What isn’t good enough is the iterative version. Now that I’ve made the benchmark a more fair comparison, recursive is faster than iteration, again. The iterative version does behave differently from the recursive one when you consider memory. Each step can push two children onto the manual stack (one for (, one for )) before either is explored, so at its peak the stack holds a whole frontier of partial strings. The recursive version, by contrast, only keeps a single root-to-leaf path alive at once, since it explores one branch fully before backing up.

So, I figured that the next thing to do was test for a larger n. (I really wanted iteration to be faster.) I ran both at n=15. Each iteration takes several seconds, so I used -benchtime=1x -count=4.

ns/op
Recursive (n=15)1,041,989,106 ± 40,932,000
Iterative (n=15)1,046,836,118 ± 14,673,000
Recursive (n=15, GOGC=off)901,201,218 ± 41,777,000
Iterative (n=15, GOGC=off)945,404,222 ± 6,485,000

For this test case, the warmup + timeout still wasn’t doing the job, so I ran with -count=4 and threw out the first run. If I had more time, the better solution would be to run a hundred and throw out the first ten, or use some actual math to find the outliers, but let’s not get too technical.

Looking at the results, we can see that the world is not sane. Recursion is faster than iteration. Will this always be the case? No. But it seems that this problem was tailor made for recursion, and the reason is the way recursion requires less partial memory.

One Last Optimization

func catalan(n int) int {
    c := 1
    for i := 0; i < n; i++ {
        c = c * 2 * (2*i + 1) / (i + 2)
    }
    return c
}

func backtrack(open, close, n int, buf *[]byte, result *[]string) {
    if len(*buf) == 2*n {
        *result = append(*result, string(*buf))
        return
    }
    if open < n {
        *buf = append(*buf, '(')
        backtrack(open+1, close, n, buf, result)
        *buf = (*buf)[:len(*buf)-1]
    }
    if close < open {
        *buf = append(*buf, ')')
        backtrack(open, close+1, n, buf, result)
        *buf = (*buf)[:len(*buf)-1]
    }
}

func generateParenthesis(n int) []string {
    result := make([]string, 0, catalan(n))
    buf := make([]byte, 0, 2*n)
    backtrack(0, 0, n, &buf, &result)
    return result
}

Two changes here:

  1. Instead of building current by string concatenation at every recursive call, we pass a shared []byte buffer and append/truncate in place. This avoids allocating a new string for every partial path. Only the final string(buf) at each leaf allocates. The next optimization would be to not use string at all, but that would be cheating since LeetCode uses it as the expected output type.
  2. We pre-size the result slice to exactly catalan(n) so append never has to grow it. The Catalan number counts exactly how many valid parenthesis strings exist for n pairs.
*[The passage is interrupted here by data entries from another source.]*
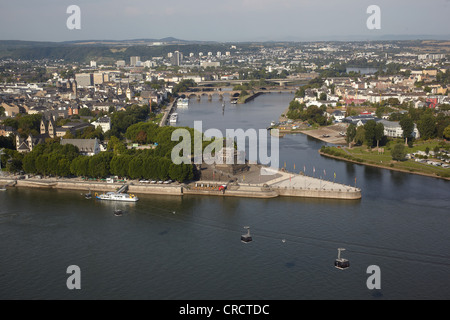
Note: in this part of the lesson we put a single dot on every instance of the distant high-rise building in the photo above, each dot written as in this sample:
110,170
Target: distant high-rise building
98,78
134,60
149,64
120,63
84,79
177,58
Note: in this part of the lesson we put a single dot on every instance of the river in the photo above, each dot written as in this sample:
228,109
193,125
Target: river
169,247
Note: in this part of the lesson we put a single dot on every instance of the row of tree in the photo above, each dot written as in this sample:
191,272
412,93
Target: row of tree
54,159
312,114
371,134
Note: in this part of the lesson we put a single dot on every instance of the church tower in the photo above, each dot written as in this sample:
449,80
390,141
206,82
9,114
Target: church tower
43,126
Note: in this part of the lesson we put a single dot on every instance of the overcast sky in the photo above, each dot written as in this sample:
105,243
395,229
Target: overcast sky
220,20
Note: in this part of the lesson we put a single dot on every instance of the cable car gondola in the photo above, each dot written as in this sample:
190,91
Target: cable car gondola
246,238
341,263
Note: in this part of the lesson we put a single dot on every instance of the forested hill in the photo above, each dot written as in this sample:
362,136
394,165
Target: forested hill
100,51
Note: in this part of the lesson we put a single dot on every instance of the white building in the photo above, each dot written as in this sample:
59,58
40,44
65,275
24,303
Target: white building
393,129
120,63
104,123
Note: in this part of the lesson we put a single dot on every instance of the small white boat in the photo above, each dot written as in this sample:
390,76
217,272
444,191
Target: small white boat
173,118
114,196
183,103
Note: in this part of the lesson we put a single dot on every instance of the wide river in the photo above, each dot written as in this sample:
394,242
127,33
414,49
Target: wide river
170,247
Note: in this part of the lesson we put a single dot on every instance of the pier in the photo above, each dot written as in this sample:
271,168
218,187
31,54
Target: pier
167,112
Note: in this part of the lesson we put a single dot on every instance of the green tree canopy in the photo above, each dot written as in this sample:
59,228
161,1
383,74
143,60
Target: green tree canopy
427,126
407,125
351,133
398,152
447,132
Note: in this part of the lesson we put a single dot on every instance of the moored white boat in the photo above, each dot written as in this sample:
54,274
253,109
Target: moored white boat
173,118
183,103
114,196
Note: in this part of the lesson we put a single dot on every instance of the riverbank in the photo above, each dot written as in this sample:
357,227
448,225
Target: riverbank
382,167
330,134
279,184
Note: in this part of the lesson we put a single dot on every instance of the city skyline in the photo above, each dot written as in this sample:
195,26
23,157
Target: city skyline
233,20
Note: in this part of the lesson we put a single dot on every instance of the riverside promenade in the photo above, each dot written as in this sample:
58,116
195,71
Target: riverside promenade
253,185
167,112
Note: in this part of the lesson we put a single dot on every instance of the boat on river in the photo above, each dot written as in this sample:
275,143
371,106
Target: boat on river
114,196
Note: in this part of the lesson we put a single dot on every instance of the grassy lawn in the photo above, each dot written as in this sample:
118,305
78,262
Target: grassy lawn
363,155
158,118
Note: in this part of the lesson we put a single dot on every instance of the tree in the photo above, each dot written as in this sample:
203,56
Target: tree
407,125
398,152
85,112
379,133
301,92
427,126
351,133
369,135
360,135
141,137
447,132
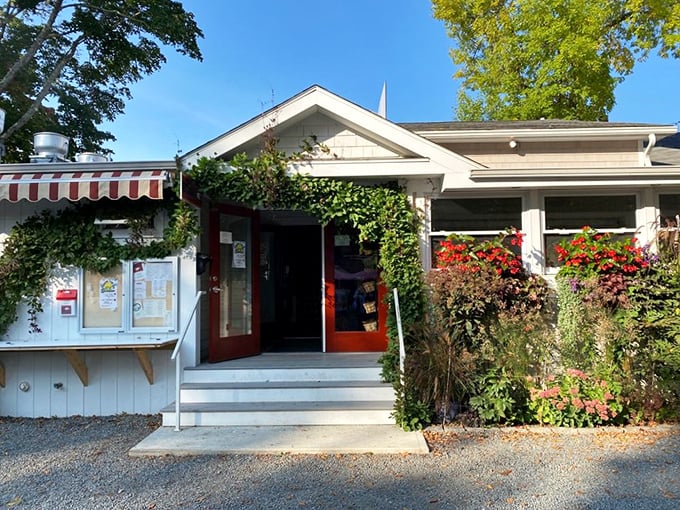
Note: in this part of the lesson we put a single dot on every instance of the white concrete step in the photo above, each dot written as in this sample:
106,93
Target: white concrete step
287,391
203,374
281,413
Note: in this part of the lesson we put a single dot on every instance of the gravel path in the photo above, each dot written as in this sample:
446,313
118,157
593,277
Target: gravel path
82,463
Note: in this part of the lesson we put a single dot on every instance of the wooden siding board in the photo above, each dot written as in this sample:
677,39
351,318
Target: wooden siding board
25,401
58,395
125,381
108,389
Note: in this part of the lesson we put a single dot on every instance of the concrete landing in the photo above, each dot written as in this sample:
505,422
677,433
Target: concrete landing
299,439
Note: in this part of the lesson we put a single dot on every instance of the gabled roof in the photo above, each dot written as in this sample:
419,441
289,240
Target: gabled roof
427,157
667,151
537,130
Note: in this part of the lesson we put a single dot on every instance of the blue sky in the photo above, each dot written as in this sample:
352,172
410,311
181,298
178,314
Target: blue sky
259,53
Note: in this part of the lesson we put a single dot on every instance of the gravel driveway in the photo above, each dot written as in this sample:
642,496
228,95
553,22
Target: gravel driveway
82,463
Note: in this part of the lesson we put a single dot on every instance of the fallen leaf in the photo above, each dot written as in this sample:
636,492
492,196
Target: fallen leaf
14,502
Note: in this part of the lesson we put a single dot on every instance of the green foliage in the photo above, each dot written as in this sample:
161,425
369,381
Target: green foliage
440,367
575,399
500,398
67,66
488,328
410,413
651,360
36,247
532,59
381,214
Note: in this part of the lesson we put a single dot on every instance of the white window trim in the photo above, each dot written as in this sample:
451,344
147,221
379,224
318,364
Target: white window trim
127,302
446,233
552,270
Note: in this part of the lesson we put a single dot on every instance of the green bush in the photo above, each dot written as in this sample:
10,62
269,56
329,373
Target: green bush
575,399
501,399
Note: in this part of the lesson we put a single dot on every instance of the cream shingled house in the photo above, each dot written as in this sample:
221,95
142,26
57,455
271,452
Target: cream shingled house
306,356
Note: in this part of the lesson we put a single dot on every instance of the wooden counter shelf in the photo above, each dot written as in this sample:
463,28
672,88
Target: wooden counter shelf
77,362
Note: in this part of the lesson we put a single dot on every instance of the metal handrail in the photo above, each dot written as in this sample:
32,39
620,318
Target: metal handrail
402,349
177,357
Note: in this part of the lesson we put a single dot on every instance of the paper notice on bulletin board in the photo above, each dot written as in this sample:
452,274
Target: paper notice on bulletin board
149,308
108,293
239,255
139,270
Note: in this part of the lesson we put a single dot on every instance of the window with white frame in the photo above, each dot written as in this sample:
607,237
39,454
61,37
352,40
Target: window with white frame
567,215
669,210
482,218
135,296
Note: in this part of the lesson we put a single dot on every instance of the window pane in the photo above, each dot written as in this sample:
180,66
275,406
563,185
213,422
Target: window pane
153,285
356,283
670,208
599,212
435,245
103,299
236,257
468,214
552,240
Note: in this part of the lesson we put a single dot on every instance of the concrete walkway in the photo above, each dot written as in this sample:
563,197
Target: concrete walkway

The baseline column below is the previous string-based recursive (external) version. Because those numbers were gathered across the earlier experiments, treat the comparison as indicative rather than perfectly controlled — but the gap is large enough that the direction is not in doubt.

nString-based (ns/op)Optimized (ns/op)
138 ± 334 ± 2
54,467 ± 2901,177 ± 123
8172,973 ± 21,13440,755 ± 2,159
102,694,138 ± 115,445540,138 ± 55,797
151,050,607,230 ± 56,288,000213,335,212 ± 12,107,000

Even at n=1 the optimized version edges ahead slightly, though the difference is within noise. From n=5 onward the speed difference is undeniable: ~3.8x at n=5, ~4.2x at n=8, ~5x at n=10, and ~4.9x at n=15. The lesson for this is always the same: dynamic allocation is convenient, but it slows everything down.

Conclusion

This one started out kind of boring, but quickly got interesting once I opened Godbolt. It never occurred to me that an inline function compiles to a more expensive call. Even though the difference was plain in assembly, its effect was negligible when benchmarking. So it isn’t like the conclusion is to never inline your functions in Go. But, I’ll probably never inline a function going forward.

I was also genuinely surprised that the iterative version was slower than the recursive one; this problem happens to fit recursion well because recursion keeps less partial state alive. I’ll also have to do better benchmarking in the future to handle outliers, since I spent far more time than I expected tracking down what was going wrong. What didn’t surprise me was that the biggest win came from killing the per-call allocations and pre-allocating the result.

Till next time.